Fast forward: Despite Kant's doubts thereto, it appears that modern cosmology has answered the above question. The universe we can observe is finite. It has a beginning in space and time, before which the concept of space and time has no meaning, because spacetime itself is a property of the universe. According to the Big Bang theory, the universe began about twelve to fifteen billion years ago in a violent explosion. For an incomprehensibly small fraction of a second, the universe was an infinitely dense and infinitely hot fireball. A peculiar form of energy that we don't know yet, suddenly pushed out the fabric of spacetime in a process called "inflation", which lasted for only one millionth of a second. Thereafter, the universe continued to expand but not nearly as quickly. The process of phase transition formed out the most basic forces in nature: first gravity, then the strong nuclear force, followed by the weak nuclear and electromagnetic forces. After the first second, the universe was made up of fundamental energy and particles like quarks, electrons, photons, neutrinos and other less familiar particles.

About 3 seconds after the Big Bang, nucleosynthesis set in with protons and neutrons beginning to form the nuclei of simple elements, predominantly hydrogen and helium, yet for the first 100,000 years after the initial hot explosion there was no matter of the form we know today. Instead, radiation (light, X rays, and radio waves) dominated the early universe. Following the radiation era, atoms were formed by nuclei linking up with free electrons and thus matter slowly became dominant over energy. It took 200 million years until irregularities in the primordial gas began to form galaxies and early stars out of pockets of gas condensing by virtue of gravity. The Sun of our solar system was formed out of such a pocket of gas in a spiral arm of the Milky Way galaxy roughly five billion years ago. A vast disk of gas and debris swirling around the early Sun gave birth to the planets, including Earth, which is between 4.6 and 4.5 billion years old. This is -in short- the history of our universe according to the Big Bang theory, which constitutes today's most widely accepted cosmological viewpoint.

Will the universe expand forever?

On basis of our understanding of the past and present universe, we can speculate about its future. The prime question is whether gravitational attraction between galaxies will one day slow the expansion and ultimately force the universe into contraction, or whether it will continue to expand and cool forever. The current rate of expansion (Hubble Constant) and the average density of the universe determine whether the gravitational force is strong enough to halt expansion.

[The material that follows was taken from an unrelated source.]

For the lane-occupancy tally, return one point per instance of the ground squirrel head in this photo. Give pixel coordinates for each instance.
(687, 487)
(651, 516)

The density required to halt expansion (=critical density) is 1.1 * 10^-26 kg per cubic meter, or six hydrogen atoms per cubic meter; the relation "actual density" / "critical density" is called Omega. With Omega less than 1, the universe is called "open", i.e. forever expanding. If Omega is greater than 1 the universe is called "closed", which means that it will contract and eventually collapse in a Big Crunch. In the unlikely event that Omega = 1, the expansion of the universe will asymptotically slow down until it becomes virtually imperceptible, but it won't collapse.

Big Rip!

Today, most cosmologists believe there is not enough matter in the universe to halt and revert expansion. Robert Caldwell of Dartmouth University has recently suggested a third alternative for the fate of the universe. His Big Rip scenario is based on astronomical observations made in the late 1990s according to which a mysterious force, labelled dark energy, is responsible for the expansion of the universe. Dark energy makes up 73% of the universe. If the rate of acceleration increases, there will be a point in time at which the repulsive force becomes so strong that it overwhelms gravity and the other fundamental forces. According to Caldwell, this will happen in 20 billion years. "The expansion becomes so fast that it literally rips apart all bound objects," Caldwell explains. "It rips apart clusters of galaxies. It rips apart stars. It rips apart planets and solar systems. And it eventually rips apart all matter." Even atoms would be torn apart in the last 10-19 seconds before the end of time. –Whether or not this scenario will become true is to be decided by future research. Until then, the field is open to speculation.